The wailing ceased as if the thing that cried had been startled and fled. Directly the door was opened and I was invited to enter. The room was neither small nor large, but oh! so bare! There was only a bed without pillows, a chair, a trunk, a table contrived from a dry-goods box, a stand piled high with books—over which lay the violin—and a music rack, back of which, on the floor, lay a mass of music. No heat, and the temperature dangerously near the freezing point. What wonder the violin wailed!
I see the whole picture now as it was photographed upon my memory by the cloudy, snow-luminous light that came through the curtainless windows, striking the staring walls and dark wood floor, and the tall figure in the center holding the magical bow. Certainly it was a homely face, one of the homeliest I have ever seen, in spite of the fine, Beethoven-like forehead that relieved it from any charge of stupidity.
Yet this very ugliness was curiously attractive. The square, prominent jaw with the wide, thin-lipped mouth was a character study; those small, light-intent eyes fascinated; and the Tartar nose, utterly ugly, somehow impressed one as having an individuality of its own that might, on occasion, express itself.
“I interrupted you,” said I, by way of beginning “—it's too bad. I was luxuriating in the misery of those notes for nearly a quarter of an hour in the hall.”
He flushed slightly; “You should have knocked; I was merely passing time.”
"Was it an improvisation?" I inquired, curious to know what human heart had first cried so brokenly.
“Oh, no,” he answered, “it is a composition, the plea of a nihilist, a Siberian exile, to his jailer. There are words.”
“Ah,” I said, with interest, “do such compositions circulate generally, then?”
A real laugh went over the ugly mouth, and yet a laugh with more of sarcasm than pleasure in it.
"Certainly not. It is a prison offense to sing them. All the same there are means."

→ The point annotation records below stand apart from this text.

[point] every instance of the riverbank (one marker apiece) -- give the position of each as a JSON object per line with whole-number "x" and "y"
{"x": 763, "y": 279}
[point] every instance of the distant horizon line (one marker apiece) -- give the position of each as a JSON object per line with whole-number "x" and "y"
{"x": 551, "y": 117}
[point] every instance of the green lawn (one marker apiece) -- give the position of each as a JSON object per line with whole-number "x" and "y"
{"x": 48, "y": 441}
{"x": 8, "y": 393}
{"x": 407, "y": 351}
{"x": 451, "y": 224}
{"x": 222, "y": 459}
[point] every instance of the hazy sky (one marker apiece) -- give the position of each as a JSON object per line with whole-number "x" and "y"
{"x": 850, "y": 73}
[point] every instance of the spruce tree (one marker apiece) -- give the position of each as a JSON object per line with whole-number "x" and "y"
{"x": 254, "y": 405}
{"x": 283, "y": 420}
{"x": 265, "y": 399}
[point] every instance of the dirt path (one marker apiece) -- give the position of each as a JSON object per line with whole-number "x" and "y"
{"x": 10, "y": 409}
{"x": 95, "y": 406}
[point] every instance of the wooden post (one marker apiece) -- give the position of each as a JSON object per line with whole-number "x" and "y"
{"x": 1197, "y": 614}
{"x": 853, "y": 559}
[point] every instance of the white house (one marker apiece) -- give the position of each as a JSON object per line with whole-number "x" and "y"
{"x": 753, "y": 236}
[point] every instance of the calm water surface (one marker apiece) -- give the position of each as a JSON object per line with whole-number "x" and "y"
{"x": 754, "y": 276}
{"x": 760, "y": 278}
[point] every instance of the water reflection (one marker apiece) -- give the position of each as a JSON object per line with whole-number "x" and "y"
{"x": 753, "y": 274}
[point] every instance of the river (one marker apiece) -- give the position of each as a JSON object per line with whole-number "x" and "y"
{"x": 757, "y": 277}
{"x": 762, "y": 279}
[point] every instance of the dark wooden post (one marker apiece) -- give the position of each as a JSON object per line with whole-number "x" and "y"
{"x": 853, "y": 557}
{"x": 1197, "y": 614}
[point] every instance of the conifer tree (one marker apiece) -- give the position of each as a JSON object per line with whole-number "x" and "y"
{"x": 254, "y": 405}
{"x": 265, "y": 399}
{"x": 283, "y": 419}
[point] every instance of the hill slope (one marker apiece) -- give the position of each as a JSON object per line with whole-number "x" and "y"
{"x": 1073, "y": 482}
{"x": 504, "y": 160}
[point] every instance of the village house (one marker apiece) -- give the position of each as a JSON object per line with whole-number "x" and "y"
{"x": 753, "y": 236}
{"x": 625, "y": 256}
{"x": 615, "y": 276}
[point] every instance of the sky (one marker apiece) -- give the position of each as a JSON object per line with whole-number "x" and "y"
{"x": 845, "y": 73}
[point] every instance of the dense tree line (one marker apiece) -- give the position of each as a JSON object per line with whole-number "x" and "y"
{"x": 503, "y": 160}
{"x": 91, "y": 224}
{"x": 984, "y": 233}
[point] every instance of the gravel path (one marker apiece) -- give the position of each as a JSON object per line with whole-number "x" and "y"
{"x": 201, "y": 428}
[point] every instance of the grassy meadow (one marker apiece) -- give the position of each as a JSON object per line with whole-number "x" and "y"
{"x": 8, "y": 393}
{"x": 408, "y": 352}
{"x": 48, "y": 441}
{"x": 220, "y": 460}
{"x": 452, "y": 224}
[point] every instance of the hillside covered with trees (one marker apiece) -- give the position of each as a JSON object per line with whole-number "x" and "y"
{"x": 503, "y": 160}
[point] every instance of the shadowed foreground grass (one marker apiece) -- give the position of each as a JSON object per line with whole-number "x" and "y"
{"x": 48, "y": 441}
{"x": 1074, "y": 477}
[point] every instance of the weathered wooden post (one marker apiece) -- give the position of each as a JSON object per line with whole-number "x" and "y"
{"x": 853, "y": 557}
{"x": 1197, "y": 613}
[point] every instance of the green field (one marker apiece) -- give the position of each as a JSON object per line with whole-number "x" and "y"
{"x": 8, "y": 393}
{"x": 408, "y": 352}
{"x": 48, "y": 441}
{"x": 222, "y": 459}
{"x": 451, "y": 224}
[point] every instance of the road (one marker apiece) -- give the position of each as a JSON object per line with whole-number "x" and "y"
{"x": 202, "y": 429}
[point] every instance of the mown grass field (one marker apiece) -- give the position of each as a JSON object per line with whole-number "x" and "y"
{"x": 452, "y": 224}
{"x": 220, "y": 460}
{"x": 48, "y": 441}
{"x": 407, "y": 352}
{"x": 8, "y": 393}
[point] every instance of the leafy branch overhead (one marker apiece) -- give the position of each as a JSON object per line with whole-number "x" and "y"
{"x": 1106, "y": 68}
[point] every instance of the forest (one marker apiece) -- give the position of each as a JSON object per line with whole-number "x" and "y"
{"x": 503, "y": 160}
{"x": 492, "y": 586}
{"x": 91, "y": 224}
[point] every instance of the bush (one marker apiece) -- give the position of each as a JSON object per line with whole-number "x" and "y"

“But,” I suggested, “are they not dangerous? Were you not afraid to—to become implicated with the nihilists?”
He drew himself up proudly. “I myself was one.”
“What,” I exclaimed, “you! A man with a soul for such music, can you believe in killing people? Do you think the czar should be assassinated?”
The same sarcastic smile crossed his mouth. “Why should he not be assassinated? Thousands of people die every year merely for his pleasure. Is he any better than other murderers?”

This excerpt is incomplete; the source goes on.